Implementing these few rules quickly helped us gain stability. However, this doesn’t solve the problems with existing tests. And for the future, we ensure that the number and duration of tests don’t increase too quickly over time.

Phase 3: Cleaning up existing tests

Once best practices are in place, it’s time to deal with the legacy.

Rather than keeping costly and fragile tests, it’s often better to replace them with more focused unit or integration tests.

Thanks to the best practices, the majority of system tests originally added to compensate for gaps are now covered by more targeted and stable tests. The remaining ones often cover very stable features that shouldn’t change. In both cases, we can simply delete the original tests.

We finished our clean-up by identifying the longest tests and redundant tests.

To find long tests, we used the following command:

rails test -v | sort -t = -k 2 -g

This command runs Rails tests in verbose mode, sorts the results by execution time, and displays the longest tests first.

To identify redundant tests, there’s no simple command, but we can detect them as we go along in development. If one change causes multiple tests to fail, there’s a strong suspicion of unnecessary redundancy.

As a result, by applying a few simple principles, we saved nearly 30% of test suite execution time, going from just under 20 minutes to under 15 minutes.

Phase 4: A pragmatic approach to improving performance

We could have spent more time optimising, but it’s a long-term job that requires a full, detailed audit of all our tests. When tests can be deleted or quickly modified, that’s great. But sometimes, it takes a much more expensive effort.

In this case, it’s better to stick with applying the best practices mentioned earlier, and for the rest, we adopted pragmatic strategies to optimise performance:

  • We switched providers for one that was faster, more flexible, and not particularly more expensive.
  • We also took the opportunity to distribute the work across several machines running tasks in parallel.

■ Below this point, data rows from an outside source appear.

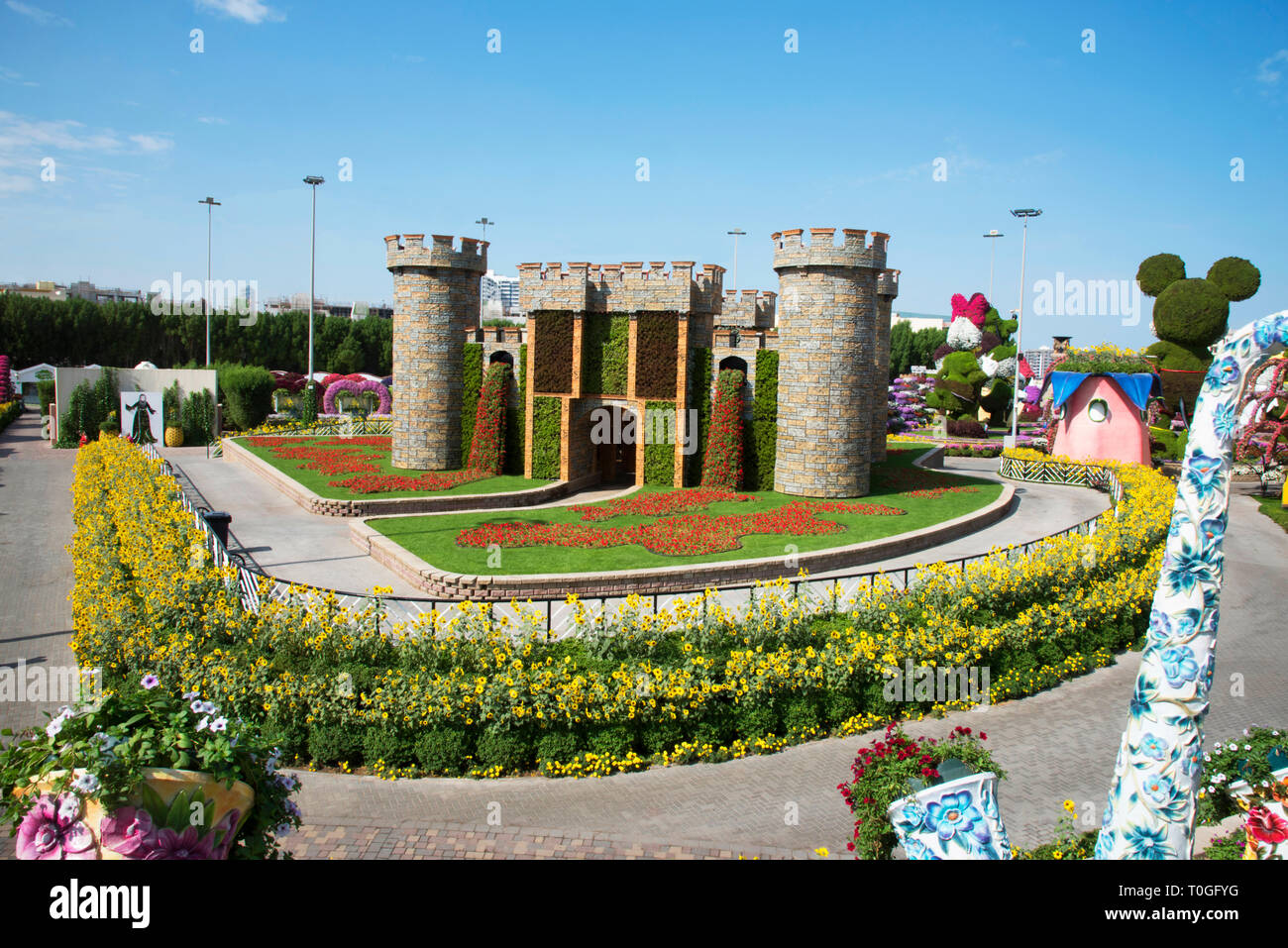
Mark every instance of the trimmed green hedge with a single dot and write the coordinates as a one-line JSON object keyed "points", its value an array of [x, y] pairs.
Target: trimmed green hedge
{"points": [[604, 344], [515, 417], [657, 337], [472, 382], [545, 438], [760, 440], [248, 394], [658, 459], [553, 369], [88, 407]]}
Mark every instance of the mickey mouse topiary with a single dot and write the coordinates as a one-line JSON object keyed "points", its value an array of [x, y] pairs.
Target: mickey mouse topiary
{"points": [[1190, 314]]}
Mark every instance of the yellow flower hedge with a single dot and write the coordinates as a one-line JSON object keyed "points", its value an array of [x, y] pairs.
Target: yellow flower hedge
{"points": [[696, 682]]}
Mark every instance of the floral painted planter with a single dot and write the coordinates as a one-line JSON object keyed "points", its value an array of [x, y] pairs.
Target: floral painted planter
{"points": [[175, 814], [957, 819], [1266, 827]]}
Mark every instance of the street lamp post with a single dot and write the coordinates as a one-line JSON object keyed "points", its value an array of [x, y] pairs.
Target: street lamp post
{"points": [[992, 257], [735, 233], [210, 209], [1024, 214], [313, 180]]}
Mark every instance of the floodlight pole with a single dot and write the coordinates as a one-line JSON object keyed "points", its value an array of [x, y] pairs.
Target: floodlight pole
{"points": [[210, 207], [1024, 214]]}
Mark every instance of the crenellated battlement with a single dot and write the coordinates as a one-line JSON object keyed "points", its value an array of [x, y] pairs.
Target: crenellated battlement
{"points": [[621, 287], [822, 249], [752, 309], [888, 283], [410, 250]]}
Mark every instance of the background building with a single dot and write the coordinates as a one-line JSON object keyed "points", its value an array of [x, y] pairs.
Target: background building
{"points": [[85, 290]]}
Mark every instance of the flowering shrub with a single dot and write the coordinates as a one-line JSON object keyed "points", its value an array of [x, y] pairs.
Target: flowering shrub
{"points": [[1252, 759], [674, 536], [722, 463], [487, 449], [99, 754], [467, 690], [359, 388], [885, 771]]}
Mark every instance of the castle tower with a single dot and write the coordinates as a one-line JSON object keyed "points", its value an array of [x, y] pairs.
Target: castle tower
{"points": [[829, 352], [436, 298], [888, 287]]}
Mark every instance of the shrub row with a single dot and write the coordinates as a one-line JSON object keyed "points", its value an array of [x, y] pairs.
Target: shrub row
{"points": [[467, 694]]}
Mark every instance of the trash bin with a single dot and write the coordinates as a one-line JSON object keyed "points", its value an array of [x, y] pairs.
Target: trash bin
{"points": [[218, 522]]}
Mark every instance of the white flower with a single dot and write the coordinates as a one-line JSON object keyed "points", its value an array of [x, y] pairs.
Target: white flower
{"points": [[85, 784], [962, 334], [68, 810]]}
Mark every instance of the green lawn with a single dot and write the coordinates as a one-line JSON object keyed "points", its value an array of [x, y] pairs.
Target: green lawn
{"points": [[433, 537], [1273, 507], [321, 485]]}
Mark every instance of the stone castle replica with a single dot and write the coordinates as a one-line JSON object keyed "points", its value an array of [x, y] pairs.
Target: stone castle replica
{"points": [[829, 325]]}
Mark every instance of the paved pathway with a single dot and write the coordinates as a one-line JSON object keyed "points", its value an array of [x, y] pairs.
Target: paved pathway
{"points": [[1057, 745], [35, 570]]}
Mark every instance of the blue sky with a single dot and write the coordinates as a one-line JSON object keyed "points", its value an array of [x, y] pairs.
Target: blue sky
{"points": [[1127, 150]]}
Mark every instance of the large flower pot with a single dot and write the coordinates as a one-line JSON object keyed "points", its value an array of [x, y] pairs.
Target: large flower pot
{"points": [[957, 819], [174, 814], [1266, 827]]}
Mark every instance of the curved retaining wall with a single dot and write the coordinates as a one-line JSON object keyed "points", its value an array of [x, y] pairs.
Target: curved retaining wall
{"points": [[397, 506], [682, 579]]}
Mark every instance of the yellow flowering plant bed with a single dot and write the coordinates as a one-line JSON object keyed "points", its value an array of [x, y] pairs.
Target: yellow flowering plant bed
{"points": [[471, 694]]}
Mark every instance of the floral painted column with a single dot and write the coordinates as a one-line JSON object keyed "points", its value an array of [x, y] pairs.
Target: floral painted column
{"points": [[1151, 804]]}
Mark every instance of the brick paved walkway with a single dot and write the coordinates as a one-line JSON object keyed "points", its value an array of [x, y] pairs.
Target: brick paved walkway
{"points": [[35, 571], [1057, 745]]}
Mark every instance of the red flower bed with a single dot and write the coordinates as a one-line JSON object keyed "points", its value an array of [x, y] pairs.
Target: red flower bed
{"points": [[657, 504], [487, 449], [361, 456], [675, 536], [430, 480]]}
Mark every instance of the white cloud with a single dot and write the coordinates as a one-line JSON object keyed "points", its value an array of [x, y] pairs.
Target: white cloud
{"points": [[16, 77], [1267, 72], [153, 143], [245, 11], [37, 14]]}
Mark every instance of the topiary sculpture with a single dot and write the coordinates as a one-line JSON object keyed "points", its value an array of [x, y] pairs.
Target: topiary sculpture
{"points": [[1190, 314]]}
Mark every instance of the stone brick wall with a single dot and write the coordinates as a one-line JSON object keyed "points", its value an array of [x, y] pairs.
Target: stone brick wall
{"points": [[436, 298], [828, 339], [754, 311]]}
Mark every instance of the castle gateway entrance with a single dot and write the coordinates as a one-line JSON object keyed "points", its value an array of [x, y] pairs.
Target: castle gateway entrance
{"points": [[614, 440]]}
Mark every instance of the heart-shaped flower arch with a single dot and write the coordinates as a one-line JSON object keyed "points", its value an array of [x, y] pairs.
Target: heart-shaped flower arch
{"points": [[357, 388]]}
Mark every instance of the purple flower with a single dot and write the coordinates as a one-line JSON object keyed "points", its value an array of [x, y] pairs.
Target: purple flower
{"points": [[187, 845], [47, 833], [129, 831]]}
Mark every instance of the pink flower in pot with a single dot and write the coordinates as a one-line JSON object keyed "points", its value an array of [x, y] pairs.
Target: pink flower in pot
{"points": [[53, 831]]}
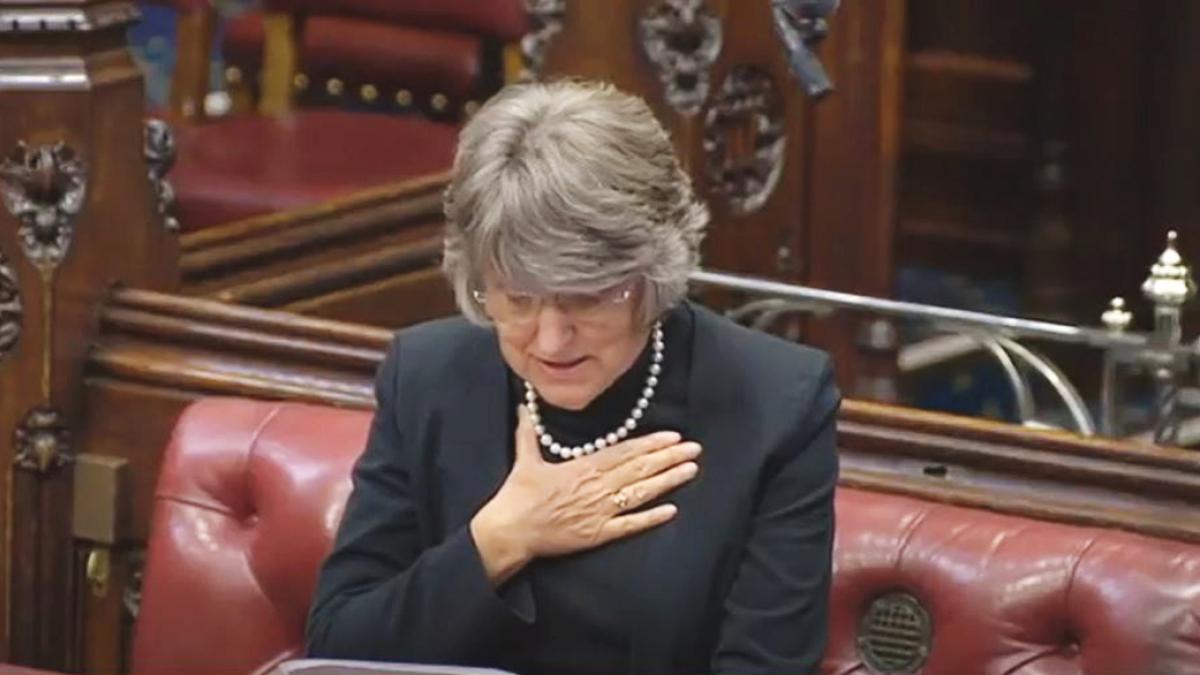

Result: we went from just under 15 minutes to 6 minutes.

It’s a good result, but if not combined with good practices during test writing, the number of tests will increase, pushing us to increase the number of machines running tests in parallel and driving up costs.

Conclusion: a well-maintained test suite

This progressive approach allowed us to reach a more than satisfactory state despite starting from a problematic situation. By starting with the most critical urgencies, then establishing sustainable rules before correcting problematic legacy and ending with a targeted clean-up, we maximised the impact of our actions without wasting time on an overly systematic approach.

This pragmatic and iterative method is especially suited to large-scale refactoring projects where it’s beneficial to start with a broad approach to quickly handle the bulk before refining the details. It’s a simple and effective approach that can be applied to many other areas of software development, whenever it’s time to take back control of a slightly neglected codebase.

In the end, the key remains the same: progress step by step, with quick wins at the start and continuous improvement over the long term. This method allows you to gradually take back control of a complex codebase while maintaining the team’s stability and productivity.